第二遍,程岑度眼圈红红的仰头,说:“嗯……”郑曲亭伸手扯他的衣襟,程岑度的手故意擦过他的小拇指,身子一侧不给他看,汪汪眼中水欲拒还迎,郑曲亭生硬地说着台词,他竟用手指勾他,指头戳在关节缝上,阴柔的泪痣格外扎眼,郑曲亭咬着后槽牙躲开他多情的眸子。
张基行抱肩坐着,多少看出眉目,火机一响点支烟,悠悠地说:“春儿没那么骚。”
程岑度尴尬地笑,退后几步,“张老师,再来一次吧。”他存着私心,想用戏来套郑曲亭的情,顾昇德整部电影里就这一幕对春儿稍稍表露了心迹,他打着假戏真做的主意让郑曲亭入戏,好接近他。
“人生如戏。”张基行喷出一口烟,“程老师,春儿可没好下场,你知道吧。”
头顶和两侧的大灯明亮如日光,贪婪和欲`望被扒下皮袒露在外。
“自然”,程岑度却一反常态,大大方方地问:“那您怎么看,春儿要的不就是一个真心喜欢他的人吗,见到这样一个人,难免想使出浑身本事勾上去抓住不撒手。”
“小郑你说说,你怎么看?”
“我认为顾昇德只是看他可怜。”话脱口而出,郑曲亭骤然想到试镜时候的情形,不禁僵住。
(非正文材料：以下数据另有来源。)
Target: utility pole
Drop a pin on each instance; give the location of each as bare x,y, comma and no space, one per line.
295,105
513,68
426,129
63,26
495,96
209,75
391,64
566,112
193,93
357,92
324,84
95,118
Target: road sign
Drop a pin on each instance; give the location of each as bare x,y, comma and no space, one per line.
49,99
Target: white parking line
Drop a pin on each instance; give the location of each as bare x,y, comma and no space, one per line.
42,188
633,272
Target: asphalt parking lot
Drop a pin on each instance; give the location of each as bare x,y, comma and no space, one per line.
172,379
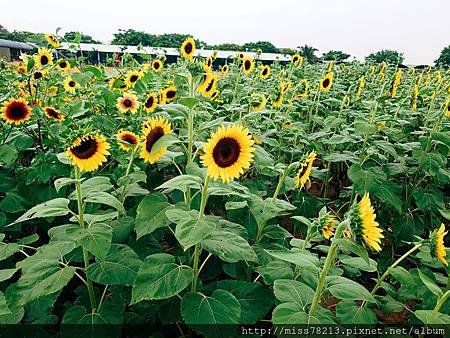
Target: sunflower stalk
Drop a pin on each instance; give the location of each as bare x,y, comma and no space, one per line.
332,251
82,225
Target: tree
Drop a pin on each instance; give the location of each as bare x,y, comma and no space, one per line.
335,55
265,46
308,52
444,59
73,37
389,56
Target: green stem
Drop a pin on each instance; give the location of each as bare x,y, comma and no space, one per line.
82,226
332,251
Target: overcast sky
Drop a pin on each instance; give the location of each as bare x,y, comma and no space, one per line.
418,28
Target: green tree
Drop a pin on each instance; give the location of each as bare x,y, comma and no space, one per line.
308,52
335,55
389,56
444,59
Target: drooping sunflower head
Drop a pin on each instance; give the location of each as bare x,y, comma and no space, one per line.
127,139
43,58
364,226
70,85
132,77
228,152
327,224
52,40
16,111
437,244
265,72
168,94
150,103
304,172
53,114
63,66
248,64
153,129
326,82
157,65
88,152
187,48
128,103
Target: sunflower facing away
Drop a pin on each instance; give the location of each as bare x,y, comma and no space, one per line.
187,48
128,103
43,58
305,170
52,40
128,139
326,82
88,152
16,111
364,226
53,114
247,65
70,85
150,103
228,153
153,130
437,244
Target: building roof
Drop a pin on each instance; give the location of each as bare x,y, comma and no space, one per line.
91,47
16,44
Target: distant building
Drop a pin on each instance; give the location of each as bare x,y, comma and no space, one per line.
10,50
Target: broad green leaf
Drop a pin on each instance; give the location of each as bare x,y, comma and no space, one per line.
160,278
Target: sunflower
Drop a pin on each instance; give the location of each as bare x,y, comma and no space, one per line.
157,65
153,130
326,224
43,57
326,82
132,77
168,94
88,152
150,103
228,152
187,48
128,103
70,85
257,102
265,72
53,114
364,226
225,69
127,139
305,170
247,65
296,60
52,40
16,111
437,244
63,65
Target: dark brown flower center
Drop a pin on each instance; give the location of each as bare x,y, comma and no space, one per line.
226,152
154,135
86,149
16,111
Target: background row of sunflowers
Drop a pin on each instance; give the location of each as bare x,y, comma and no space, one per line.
289,192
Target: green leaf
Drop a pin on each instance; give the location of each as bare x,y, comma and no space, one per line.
119,267
190,230
287,290
229,246
151,214
52,208
160,278
219,308
96,238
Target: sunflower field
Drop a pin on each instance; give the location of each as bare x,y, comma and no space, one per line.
202,192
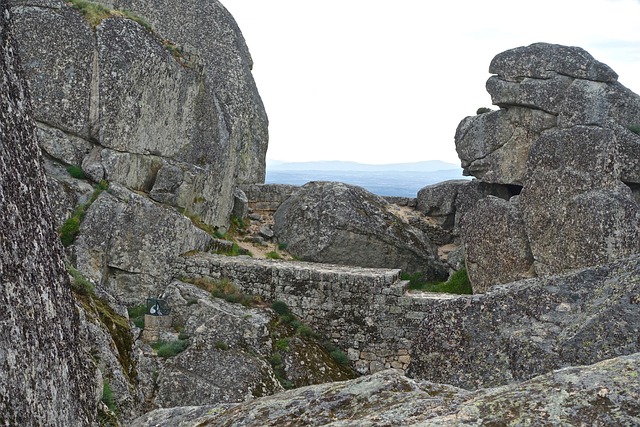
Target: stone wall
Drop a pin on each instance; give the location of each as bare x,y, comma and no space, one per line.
364,311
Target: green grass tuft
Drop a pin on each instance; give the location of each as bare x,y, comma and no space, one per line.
458,283
136,314
170,348
340,357
221,345
80,284
281,308
107,395
76,172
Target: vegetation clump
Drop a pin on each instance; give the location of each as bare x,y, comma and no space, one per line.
107,395
458,283
71,227
225,289
136,314
80,284
167,349
76,172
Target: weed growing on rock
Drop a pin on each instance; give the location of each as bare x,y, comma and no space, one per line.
107,396
221,345
76,172
281,308
136,314
458,283
137,18
340,356
169,349
225,289
71,227
282,344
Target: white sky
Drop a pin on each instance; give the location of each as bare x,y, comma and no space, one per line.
388,81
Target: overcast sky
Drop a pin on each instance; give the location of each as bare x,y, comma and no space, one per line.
388,81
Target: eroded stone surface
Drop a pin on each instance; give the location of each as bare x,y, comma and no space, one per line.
343,224
516,331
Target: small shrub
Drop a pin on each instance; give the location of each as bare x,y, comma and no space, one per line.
281,308
80,284
221,345
237,224
282,344
141,21
306,331
136,314
69,230
634,128
458,283
169,349
76,172
94,13
107,395
340,357
276,359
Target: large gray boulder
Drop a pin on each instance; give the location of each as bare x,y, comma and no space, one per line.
538,87
343,224
494,230
575,209
514,332
601,394
563,136
126,244
46,375
166,104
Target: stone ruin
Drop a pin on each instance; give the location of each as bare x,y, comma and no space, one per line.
562,144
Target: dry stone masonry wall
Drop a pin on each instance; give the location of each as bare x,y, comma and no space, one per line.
365,311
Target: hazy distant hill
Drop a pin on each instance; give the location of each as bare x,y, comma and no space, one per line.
425,166
400,179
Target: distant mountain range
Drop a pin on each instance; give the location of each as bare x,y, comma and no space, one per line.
336,165
399,179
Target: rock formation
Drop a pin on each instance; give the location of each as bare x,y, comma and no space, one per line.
602,394
344,224
163,106
522,329
563,136
46,378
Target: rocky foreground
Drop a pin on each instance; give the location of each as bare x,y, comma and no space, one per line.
604,394
149,130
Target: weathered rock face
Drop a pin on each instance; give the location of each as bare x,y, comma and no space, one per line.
562,135
183,124
45,376
127,242
505,241
574,217
223,358
344,224
514,332
601,394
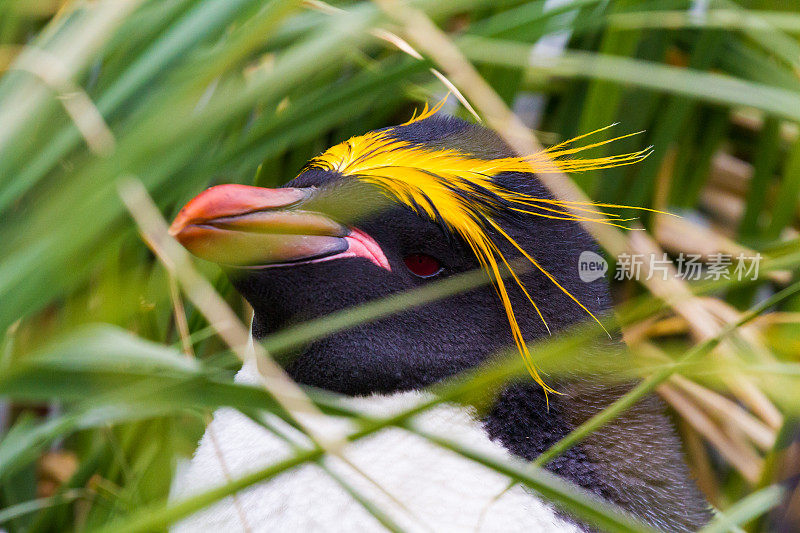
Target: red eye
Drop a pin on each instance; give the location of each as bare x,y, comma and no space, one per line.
423,265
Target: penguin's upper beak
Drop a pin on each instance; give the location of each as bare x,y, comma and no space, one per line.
244,226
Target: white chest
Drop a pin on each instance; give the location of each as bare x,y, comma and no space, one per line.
425,487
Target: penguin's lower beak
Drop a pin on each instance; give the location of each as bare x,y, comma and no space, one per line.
244,226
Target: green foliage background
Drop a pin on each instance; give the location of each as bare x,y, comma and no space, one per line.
99,402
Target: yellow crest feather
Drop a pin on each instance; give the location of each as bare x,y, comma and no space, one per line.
457,189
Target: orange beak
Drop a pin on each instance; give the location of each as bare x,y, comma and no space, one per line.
239,225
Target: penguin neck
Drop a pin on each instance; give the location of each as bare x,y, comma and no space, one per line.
635,461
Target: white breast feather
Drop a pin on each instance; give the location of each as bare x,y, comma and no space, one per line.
439,490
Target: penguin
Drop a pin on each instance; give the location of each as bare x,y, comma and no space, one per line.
451,197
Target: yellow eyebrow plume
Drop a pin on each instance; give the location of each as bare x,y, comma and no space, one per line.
456,189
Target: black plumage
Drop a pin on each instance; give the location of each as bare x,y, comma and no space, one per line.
635,461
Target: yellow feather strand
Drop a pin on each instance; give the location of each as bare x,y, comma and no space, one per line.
457,188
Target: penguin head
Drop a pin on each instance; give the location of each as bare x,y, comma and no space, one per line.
394,210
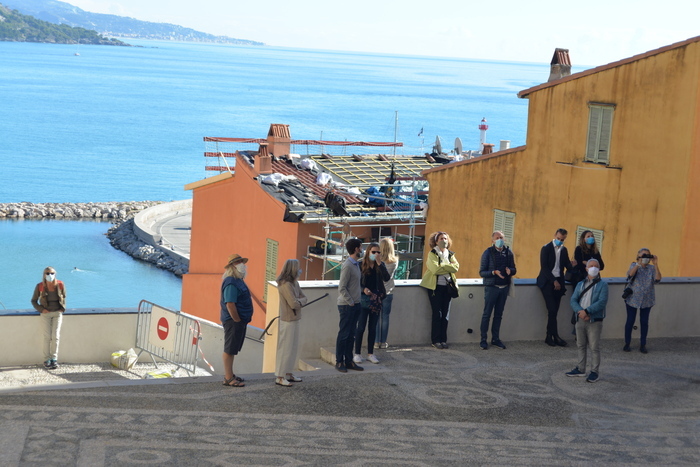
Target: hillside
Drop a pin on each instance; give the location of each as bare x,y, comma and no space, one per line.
58,12
16,27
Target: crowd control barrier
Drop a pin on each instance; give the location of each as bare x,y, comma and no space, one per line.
170,335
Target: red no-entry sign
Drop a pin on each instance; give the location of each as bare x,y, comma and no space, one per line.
163,329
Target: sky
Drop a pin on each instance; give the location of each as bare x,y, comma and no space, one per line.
596,32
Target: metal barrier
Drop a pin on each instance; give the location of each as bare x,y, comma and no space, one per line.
170,335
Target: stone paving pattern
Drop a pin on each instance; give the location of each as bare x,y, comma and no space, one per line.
419,406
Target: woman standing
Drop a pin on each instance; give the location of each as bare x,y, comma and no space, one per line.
440,279
374,274
291,301
49,299
586,249
386,246
642,276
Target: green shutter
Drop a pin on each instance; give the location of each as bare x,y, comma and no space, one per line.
270,264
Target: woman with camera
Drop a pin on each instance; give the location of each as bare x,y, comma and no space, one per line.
643,274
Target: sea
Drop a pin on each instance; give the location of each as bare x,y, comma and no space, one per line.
102,123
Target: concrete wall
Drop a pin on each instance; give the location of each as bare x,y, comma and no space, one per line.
525,317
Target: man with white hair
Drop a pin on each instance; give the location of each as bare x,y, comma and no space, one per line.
588,302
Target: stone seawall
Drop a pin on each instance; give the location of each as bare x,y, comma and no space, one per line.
111,210
121,235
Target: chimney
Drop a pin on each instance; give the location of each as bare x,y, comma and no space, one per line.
278,139
263,161
560,65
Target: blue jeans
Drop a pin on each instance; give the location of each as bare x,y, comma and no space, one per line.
494,302
346,332
643,324
383,324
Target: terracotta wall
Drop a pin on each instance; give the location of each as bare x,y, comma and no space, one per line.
646,198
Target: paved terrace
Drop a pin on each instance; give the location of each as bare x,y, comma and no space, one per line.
419,406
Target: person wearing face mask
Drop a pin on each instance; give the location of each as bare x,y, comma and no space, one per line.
554,258
588,302
585,250
49,299
292,299
236,312
497,268
646,273
374,273
438,278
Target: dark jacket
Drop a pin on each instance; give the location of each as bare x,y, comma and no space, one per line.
488,265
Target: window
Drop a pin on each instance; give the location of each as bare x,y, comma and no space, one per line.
505,222
598,234
270,264
600,118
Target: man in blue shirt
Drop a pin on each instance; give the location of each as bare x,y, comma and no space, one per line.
236,312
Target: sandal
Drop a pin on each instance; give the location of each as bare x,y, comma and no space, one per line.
233,383
282,382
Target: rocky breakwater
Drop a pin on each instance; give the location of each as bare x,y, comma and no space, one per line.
113,210
122,237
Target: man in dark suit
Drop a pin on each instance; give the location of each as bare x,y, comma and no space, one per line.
554,258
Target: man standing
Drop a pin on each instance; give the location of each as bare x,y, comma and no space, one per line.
497,268
588,302
236,313
349,295
554,258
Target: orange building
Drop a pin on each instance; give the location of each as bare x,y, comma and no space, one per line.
273,206
614,149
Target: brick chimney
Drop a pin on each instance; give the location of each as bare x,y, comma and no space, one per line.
560,65
263,161
278,139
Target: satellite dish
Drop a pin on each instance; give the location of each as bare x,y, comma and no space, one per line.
437,148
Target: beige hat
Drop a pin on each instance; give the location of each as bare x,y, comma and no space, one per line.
235,259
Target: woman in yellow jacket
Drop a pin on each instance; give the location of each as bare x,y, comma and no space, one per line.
441,282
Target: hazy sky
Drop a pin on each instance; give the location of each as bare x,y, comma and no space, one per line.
595,31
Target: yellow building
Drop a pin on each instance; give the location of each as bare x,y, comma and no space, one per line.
614,149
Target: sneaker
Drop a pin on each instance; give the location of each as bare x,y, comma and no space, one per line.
499,344
576,372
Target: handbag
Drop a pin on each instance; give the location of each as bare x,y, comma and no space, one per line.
628,288
595,281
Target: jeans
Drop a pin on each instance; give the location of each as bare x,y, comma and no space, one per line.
373,318
383,324
552,299
588,335
346,332
51,322
440,305
643,324
494,302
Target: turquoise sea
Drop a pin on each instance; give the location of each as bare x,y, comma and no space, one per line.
126,123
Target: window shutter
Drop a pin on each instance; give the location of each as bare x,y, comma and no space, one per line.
270,264
505,222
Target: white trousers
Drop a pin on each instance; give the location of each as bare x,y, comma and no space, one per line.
287,347
51,324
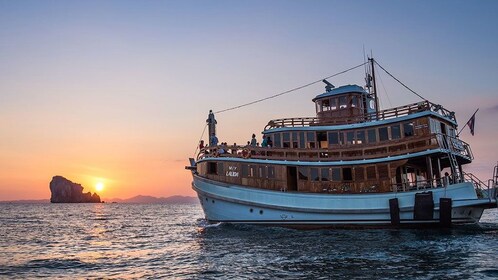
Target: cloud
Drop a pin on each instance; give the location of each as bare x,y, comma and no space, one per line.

“哦?听说定你这个角儿的时候,导演起意改了剧本,你试镜的那出戏,又怎么看?”
是了,顾昇德没有回答春儿的问题,他只看了一段,凭主观臆断成因有难处才未开口,但拿到全部剧本后,他发现顾昇德对春儿一直处于怜爱的态度,见他三番五次浑身是伤滚倒在房外的雪地上,见他惨白着脸颤巍巍地给方将军上茶,合该是恻隐之心更胜一筹。
郑曲亭说:“我不知道。”
他的脑子乱糟糟的,张基行的问题像一支利剑插在心上。
“你们两个都是有灵气的,回去再琢磨琢磨剧本吧,今明两天不用再来了,我回头把预约后台消了。”
话说到这,张基行摆手叫他们走人。
程岑度和郑曲亭并肩朝外走,在分道时,程岑度突然问:“你拍的那段视频,是找谁来配的?”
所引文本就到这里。